There are several sequences throughout the show's various arcs that feature characters in the punitive crosshairs of our commerce-driven society. Elsewhere, Larry is forbidden from medical care until he pays his doctor's bill ahead of time, as well as his physician's wife's billing hours as an attorney, whom Larry has also hired. While this is perhaps played up for effect, there is no shortage of people who feel overwhelmed by the boundless and confusing invoices of both medicine and law in this country. A number of jokes center on the very real difficulty of receiving medical care or prescriptions. In the finale, an elective surgery gets a second opinion as David continues making absurd demands of his health care providers. Lest we mistake David for an actual anti-capitalist, while he is known for portraying presidential candidate Bernie Sanders, actually his distant cousin, on "Saturday Night Live," he has also remarked that a democratic socialist as president would be "great for the country" but "terrible" for him.
Many of the gags from the show’s 10th season have aged incredibly quickly, of course. Even the nonfiction of Jerry Seinfeld's post-"Seinfeld" activities — the self-explanatory "Comedians in Cars Getting Coffee" — is an impossibility as we weather shelter-in-place emergency mandates. There's an episode where David is concerned he is being sat with assumedly unattractive diners in "The Ugly Section." There are surprise party and dinner party fiascos. All of this feels like a tease at the moment — it would be a luxury to complain now about any of the above. Even past storylines such as making a musical about a fatwa or discomfort caused by a dinner guest working in pornography are unthinkable now — boththe theater and theporn industries have shut down.

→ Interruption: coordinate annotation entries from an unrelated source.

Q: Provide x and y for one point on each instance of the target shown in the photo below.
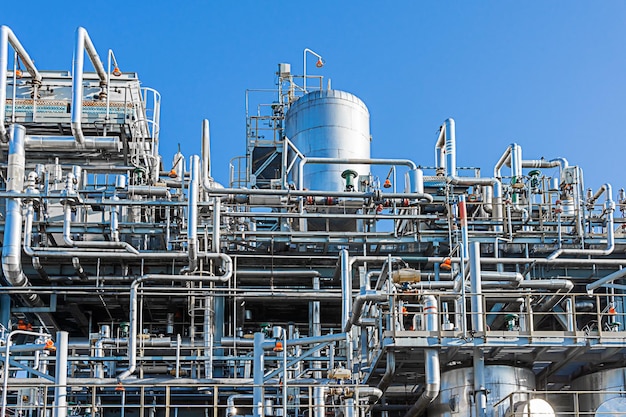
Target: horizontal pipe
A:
(607, 279)
(93, 244)
(43, 143)
(609, 207)
(133, 311)
(357, 308)
(7, 37)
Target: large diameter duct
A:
(329, 124)
(457, 388)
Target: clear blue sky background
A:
(549, 75)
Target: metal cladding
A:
(329, 124)
(320, 282)
(602, 391)
(508, 387)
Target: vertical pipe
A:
(477, 326)
(346, 287)
(83, 42)
(460, 281)
(208, 337)
(569, 311)
(349, 408)
(217, 220)
(316, 327)
(346, 301)
(476, 288)
(5, 310)
(319, 401)
(433, 371)
(416, 181)
(450, 147)
(257, 404)
(60, 380)
(192, 214)
(480, 390)
(206, 151)
(12, 243)
(8, 37)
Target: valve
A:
(349, 175)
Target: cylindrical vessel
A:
(501, 381)
(604, 386)
(329, 124)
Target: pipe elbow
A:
(77, 132)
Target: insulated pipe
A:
(450, 147)
(301, 341)
(133, 310)
(542, 163)
(11, 246)
(346, 288)
(45, 143)
(192, 213)
(319, 401)
(433, 373)
(607, 279)
(609, 207)
(445, 148)
(207, 180)
(60, 378)
(8, 37)
(476, 288)
(312, 193)
(257, 374)
(346, 300)
(83, 42)
(355, 161)
(94, 244)
(301, 273)
(217, 223)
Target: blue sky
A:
(549, 75)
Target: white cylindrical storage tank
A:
(606, 398)
(501, 381)
(329, 124)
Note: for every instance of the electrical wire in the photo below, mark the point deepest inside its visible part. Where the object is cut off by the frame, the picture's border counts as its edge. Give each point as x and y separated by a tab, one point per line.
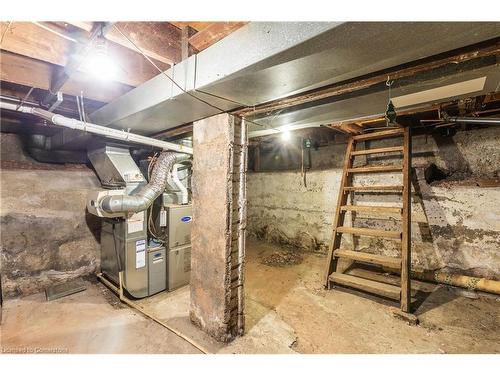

All of this feels like a tease at the moment — it would be a luxury to complain now about any of the above.
As a history major, David weaves both the past and the present fluidly and is not above a little darkly comedic disaster capitalism in his storylines. "Curb Your Enthusiasm's" season six in 2007 featured a New Orleans family displaced by a hurricane a mere two years after Katrina and Rita in 2005. David, who lost family members in Nazi Germany, has long worked in Holocaust references which have caused occasional backlash. The recent season featured David in a MAGA hat, which he used to repulse his fellow Angelenos, only to then be weaponized, however incorrectly, by the president himself. There are even some environmentalist undertones — the show was an early adopter of the Toyota Prius hybrid model and David is heard shaming others to "respect the drought" in California by using less water when washing their hands in the final episode.
This last season ends with David's so-called "spite store" — which he opened specifically to compete with a neighboring business he despised — engulfed in flames. It was an appropriate bookend to 20 successful years of reinventing the limits of the sitcom against the tropes and clichés of its predecessors and competition. But where will "Curb Your Enthusiasm" — or comedy at large — go from here? As essayists began to make sense of the path forward following the terror attacks of Sept. 11, 2001, the so-called "death of irony" never materialized despite the collective mood. (And that's a good thing.)
Season 10 has been celebrated as something of a return-to-form. But in a country sliding down the social mobility chain and facing the grim realities of widespread systemic failings, whatever comes next will have to answer increasingly difficult questions about what our comedy says about us. Luckily, David seems up for the task. The comedian has spent decades perfecting observational humor that captures a particular era of 21st century life. Should he respond to the sobering challenges of the current neo-apocalypse, his preternaturally bleak outlook may be right on time.